Ce qui fait de ce livre grave et pudique un roman solaire, c’est d’abord le lieu  : l’île aux citrons dans la mer intérieure du Japon, qu’il faut gagner en bateau  ; et encore, l’image magnifique de l’union de la mer, du ciel et de la lumière : la   mer scintillante, illuminée par un incroyable sourire, surplombée par la Maison du Lion, ce lieu de paix où Shizuko a choisi de venir pour vivre pleinement ses derniers jours en attendant la mort.
Avec elle, nous ferons la connaissance des pensionnaires – ses camarades, ses alliés et pour tout dire, sa nouvelle famille – ainsi que de la chienne Rokka qui s’attache à elle pour son plus grand bonheur. En leur compagnie, il y aura aussi les goûters du dimanche où grandit peu à peu son amour de la vie quand on la savoure en même temps qu’un dessert d’enfance, une vie qui aurait le goût de la fleur de tofu, d’une tarte aux pommes ou des mochis-pivoines.
Avec la délicatesse d’écriture que nous lui connaissons dans ses précédents romans, Ogawa Ito entraîne peu à peu Shizuko sur un chemin de poésie dont la mélodie possède la voix grave et conciliante d’un violoncelle  ; un chemin apaisé comme pour dire la gratitude d’exister.

La Papeterie Tsubaki, OGAWA Ito

Hatoko a vingt-cinq ans et la voici de retour à Kamakura, dans la petite papeterie que lui a léguée sa grand-mère. Le moment est venu pour elle de faire ses premiers pas comme écrivain public, car cette grand-mère, une femme exigeante et sévère, lui a enseigné l’art difficile d’écrire pour les autres.
Le choix des mots, mais aussi la calligraphie, le papier, l’encre, l’enveloppe, le timbre, tout est important dans une lettre. Hatoko répond aux souhaits même les plus surprenants de ceux qui viennent la voir?: elle calligraphie des cartes de vœux, rédige un mot de condoléances pour le décès d’un singe, des lettres d’adieu aussi bien que d’amour. A toutes les exigences elle se plie avec bonheur, pour résoudre un conflit, apaiser un chagrin.
Et c’est ainsi que, grâce à son talent, la papeterie Tsubaki devient bientôt un lieu de partage avec les autres et le théâtre de réconciliations inattendues. »

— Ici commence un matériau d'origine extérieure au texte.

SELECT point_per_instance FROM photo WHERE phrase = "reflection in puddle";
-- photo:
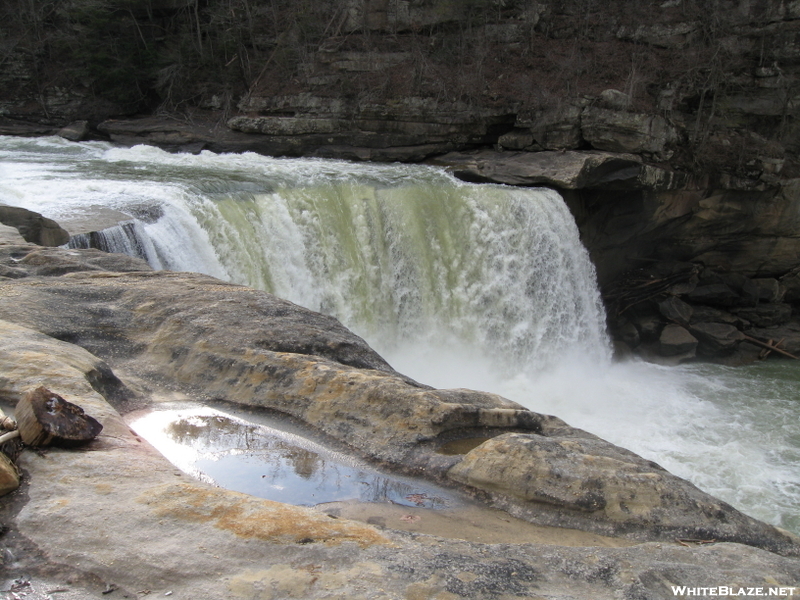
(270, 463)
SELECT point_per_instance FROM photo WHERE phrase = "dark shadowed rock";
(766, 315)
(76, 131)
(568, 170)
(33, 227)
(717, 294)
(677, 341)
(716, 337)
(675, 310)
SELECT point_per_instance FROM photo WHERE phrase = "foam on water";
(457, 285)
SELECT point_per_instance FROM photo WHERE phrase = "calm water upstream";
(457, 285)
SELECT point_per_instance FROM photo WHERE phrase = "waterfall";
(423, 260)
(456, 285)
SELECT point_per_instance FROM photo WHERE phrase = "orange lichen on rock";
(250, 517)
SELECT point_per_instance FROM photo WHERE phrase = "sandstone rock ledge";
(104, 330)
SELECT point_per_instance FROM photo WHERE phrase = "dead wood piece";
(7, 422)
(45, 418)
(9, 475)
(769, 347)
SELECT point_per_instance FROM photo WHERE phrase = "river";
(455, 284)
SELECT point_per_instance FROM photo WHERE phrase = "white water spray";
(457, 285)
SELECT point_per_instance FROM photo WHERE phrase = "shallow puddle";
(264, 461)
(270, 458)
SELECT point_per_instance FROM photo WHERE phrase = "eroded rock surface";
(216, 340)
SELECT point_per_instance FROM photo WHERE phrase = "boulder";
(717, 294)
(618, 131)
(766, 315)
(566, 170)
(716, 338)
(675, 310)
(677, 341)
(709, 314)
(768, 289)
(10, 235)
(76, 131)
(33, 227)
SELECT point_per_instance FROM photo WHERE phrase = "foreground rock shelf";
(108, 334)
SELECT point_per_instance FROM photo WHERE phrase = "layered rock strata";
(222, 341)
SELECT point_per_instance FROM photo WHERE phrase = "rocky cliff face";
(693, 103)
(102, 329)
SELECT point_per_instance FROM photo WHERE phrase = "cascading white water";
(457, 285)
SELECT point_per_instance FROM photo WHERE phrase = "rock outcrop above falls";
(103, 330)
(671, 127)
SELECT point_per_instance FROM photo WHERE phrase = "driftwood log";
(45, 418)
(9, 473)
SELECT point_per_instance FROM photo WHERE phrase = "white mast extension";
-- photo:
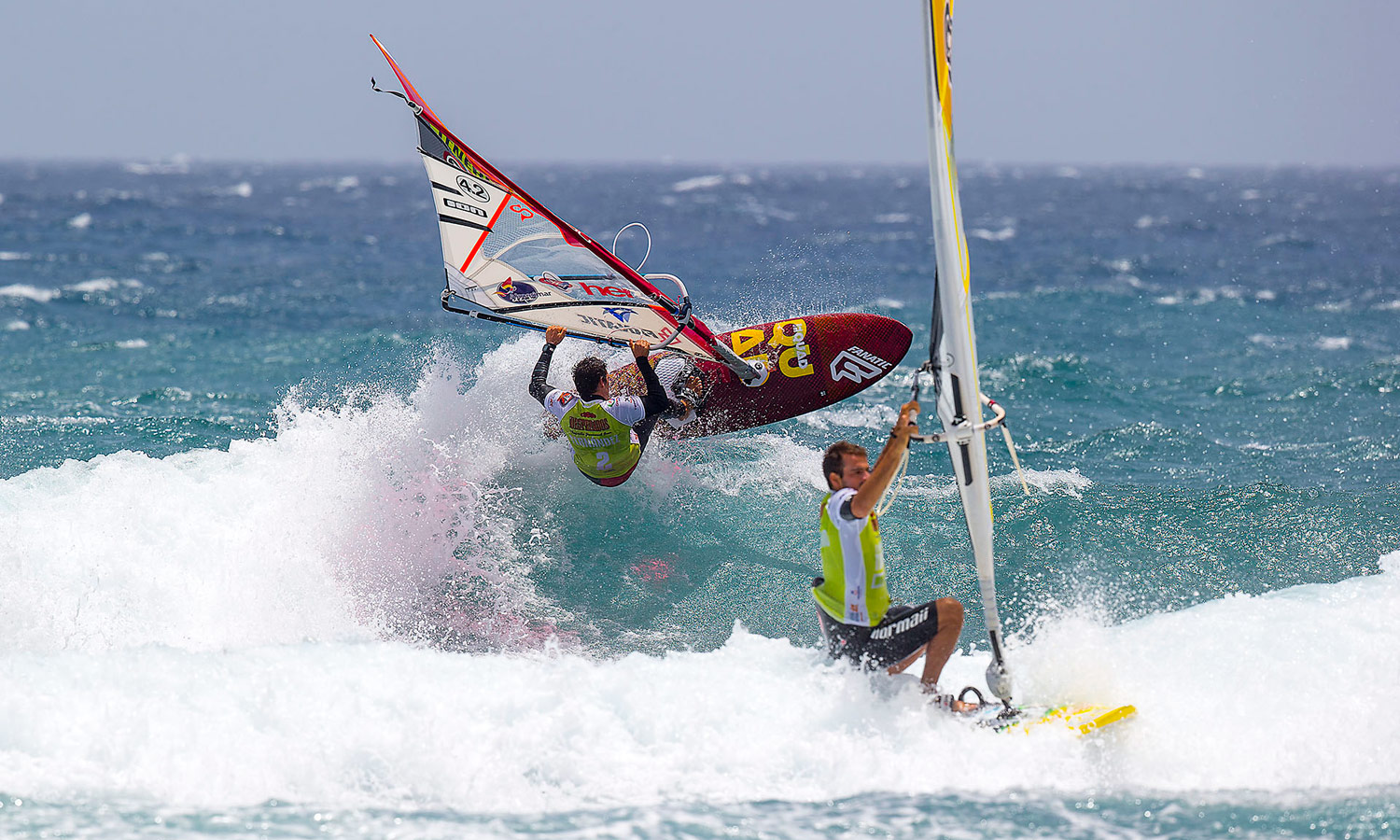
(954, 356)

Le restaurant de l’amour retrouvé, OGAWA Ito

Une jeune femme de vingt-cinq ans perd la voix à la suite d’un chagrin d’amour, revient malgré elle chez sa mère, figure fantasque vivant avec un cochon apprivoisé, et découvre ses dons insoupçonnés dans l’art de rendre les gens heureux en cuisinant pour eux des plats médités et préparés comme une prière.
Rinco cueille des grenades juchée sur un arbre, visite un champ de navets enfouis sous la neige, et invente pour ses convives des plats uniques qui se préparent et se dégustent dans la lenteur en réveillant leurs émotions enfouies.
Un livre lumineux sur le partage et le don, à savourer comme la cuisine de la jeune Rinco, dont l’épice secrète est l’amour. Un petit chef-d’oeuvre gastronomique et littéraire. (Marjorie Alessandrini, Le Nouvel Observateur).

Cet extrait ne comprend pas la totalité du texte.